La clase política, los "líderes" de Santa Cruz... de ellos sólo diré un par de cosas (les tengo reservado otro texto). Los incivilizados miembros del partido de gobierno, que cada vez son más desvergonzados, y los que se hacen llamar "oposición" que cada vez lo son menos; juro que hay instantes en que los confundo, son tan similares en sus prácticas y en sus métodos.
Pero no son los únicos, las celebérrimas bases también tienen métodos grotescos e incivilizados, como esa famosa herencia nacional del bloqueo de caminos.
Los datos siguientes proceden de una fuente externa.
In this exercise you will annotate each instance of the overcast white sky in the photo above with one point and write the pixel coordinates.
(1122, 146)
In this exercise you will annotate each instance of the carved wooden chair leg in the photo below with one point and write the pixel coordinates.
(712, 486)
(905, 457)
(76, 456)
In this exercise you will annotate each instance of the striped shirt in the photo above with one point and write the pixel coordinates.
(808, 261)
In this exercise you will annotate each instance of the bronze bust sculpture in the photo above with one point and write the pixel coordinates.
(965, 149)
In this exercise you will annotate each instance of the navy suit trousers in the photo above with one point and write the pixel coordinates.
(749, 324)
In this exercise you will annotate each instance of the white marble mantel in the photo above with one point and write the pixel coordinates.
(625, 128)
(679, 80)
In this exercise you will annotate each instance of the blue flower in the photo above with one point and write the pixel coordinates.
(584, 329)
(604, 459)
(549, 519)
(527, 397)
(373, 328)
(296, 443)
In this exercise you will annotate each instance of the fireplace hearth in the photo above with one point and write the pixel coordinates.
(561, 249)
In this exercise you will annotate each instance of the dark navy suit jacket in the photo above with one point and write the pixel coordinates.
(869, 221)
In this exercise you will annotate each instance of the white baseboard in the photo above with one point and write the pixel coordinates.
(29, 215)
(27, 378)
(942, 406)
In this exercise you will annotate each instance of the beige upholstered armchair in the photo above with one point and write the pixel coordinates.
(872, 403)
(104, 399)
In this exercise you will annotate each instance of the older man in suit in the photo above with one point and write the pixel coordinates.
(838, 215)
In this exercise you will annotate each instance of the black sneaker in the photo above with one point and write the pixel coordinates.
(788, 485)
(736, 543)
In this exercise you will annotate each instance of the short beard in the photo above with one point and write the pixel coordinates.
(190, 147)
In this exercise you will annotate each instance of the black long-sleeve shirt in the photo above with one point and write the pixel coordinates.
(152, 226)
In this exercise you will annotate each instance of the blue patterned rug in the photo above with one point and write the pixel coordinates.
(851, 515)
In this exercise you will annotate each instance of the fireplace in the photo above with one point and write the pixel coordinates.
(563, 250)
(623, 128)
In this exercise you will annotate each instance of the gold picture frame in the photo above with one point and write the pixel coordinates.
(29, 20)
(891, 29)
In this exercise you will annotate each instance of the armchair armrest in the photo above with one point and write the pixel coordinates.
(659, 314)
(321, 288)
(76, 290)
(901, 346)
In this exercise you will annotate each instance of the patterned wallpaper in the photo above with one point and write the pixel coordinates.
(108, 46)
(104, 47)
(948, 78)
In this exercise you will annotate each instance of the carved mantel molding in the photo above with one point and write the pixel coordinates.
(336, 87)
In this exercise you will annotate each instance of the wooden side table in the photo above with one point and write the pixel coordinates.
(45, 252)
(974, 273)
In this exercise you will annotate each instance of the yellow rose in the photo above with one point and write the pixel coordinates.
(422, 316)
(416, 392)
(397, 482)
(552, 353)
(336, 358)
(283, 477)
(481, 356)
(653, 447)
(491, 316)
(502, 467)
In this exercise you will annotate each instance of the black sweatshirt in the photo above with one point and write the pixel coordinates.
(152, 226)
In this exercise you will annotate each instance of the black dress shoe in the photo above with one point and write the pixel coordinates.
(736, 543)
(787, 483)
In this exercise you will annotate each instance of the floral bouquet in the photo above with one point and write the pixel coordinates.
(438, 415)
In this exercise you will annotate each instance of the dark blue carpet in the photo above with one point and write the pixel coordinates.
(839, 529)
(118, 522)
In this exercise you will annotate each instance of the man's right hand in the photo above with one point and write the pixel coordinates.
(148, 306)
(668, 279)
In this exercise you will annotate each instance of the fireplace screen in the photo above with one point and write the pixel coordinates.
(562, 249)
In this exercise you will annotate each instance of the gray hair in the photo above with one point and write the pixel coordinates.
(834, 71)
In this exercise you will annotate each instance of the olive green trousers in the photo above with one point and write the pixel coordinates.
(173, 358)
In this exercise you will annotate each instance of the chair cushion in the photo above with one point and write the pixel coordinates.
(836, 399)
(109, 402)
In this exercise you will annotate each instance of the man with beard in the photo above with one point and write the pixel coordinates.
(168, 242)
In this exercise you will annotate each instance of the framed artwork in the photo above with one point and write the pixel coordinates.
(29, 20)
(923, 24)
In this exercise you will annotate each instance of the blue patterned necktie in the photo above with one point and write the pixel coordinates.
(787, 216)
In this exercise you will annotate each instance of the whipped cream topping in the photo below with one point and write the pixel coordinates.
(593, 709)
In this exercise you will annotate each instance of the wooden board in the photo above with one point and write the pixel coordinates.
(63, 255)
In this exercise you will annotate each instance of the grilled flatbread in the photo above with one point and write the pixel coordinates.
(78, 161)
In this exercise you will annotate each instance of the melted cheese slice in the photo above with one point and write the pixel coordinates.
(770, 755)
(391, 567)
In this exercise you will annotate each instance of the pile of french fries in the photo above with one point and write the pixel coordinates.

Cuando a una junta vecinal o a cualquier grupúsculo extraño se le antoja exigir algo, no encuentra vía más eficaz que hacer uso de explosivos e interrumpir el normal tráfico y la ruta de personas que absolutamente nada tienen que ver con sus demandas; no les interesa que los demás lleguen tarde al trabajo, a sus estudios, o si hay un ser desangrándose en una ambulancia... primero está su demanda, y que un periodista afanado pueda sacarlos en el noticiero, mucho más exitoso será si la transmisión se realiza en vivo y el camarógrafo está agitándolos.
Más de uno responderá o pensará "Si no te gusta entonces Santa Cruz, ¿por qué sigues aquí (acá)?". Pues permanezco aquí porque tengo el derecho de hacerlo y también tengo el derecho de cuestionar, manifestarme sobre las cosas buenas y malas que encuentro y tratar de cambiarlas. No es con halagos, ni "¡Vivas!", ni alabanzas a la tierra la manera en que se puede mejorar; es con crítica, con concientización, asumiendo las miserias para revertirlas, y profundizando todas las grandes cosas buenas que se pueda encontrar. Hay mucho que hacer, demasiado que adecentar con el tiempo, un puñado de individuos que aún se pueden salvar; una heroica labor a la que no se puede renunciar. Pero antes es necesario saber que éste no es el paraíso terrenal, es un lugar más en el globo, un lugar en el que nos tocó por las circunstancias vivir; y a otros, por circunstancias y el azar simplemente, nacer.


Nota: El publicar estas líneas en septiembre no es fruto de la casualidad. Del mismo modo, me reservo el derecho de continuar en lo posterior, con una posible segunda parte.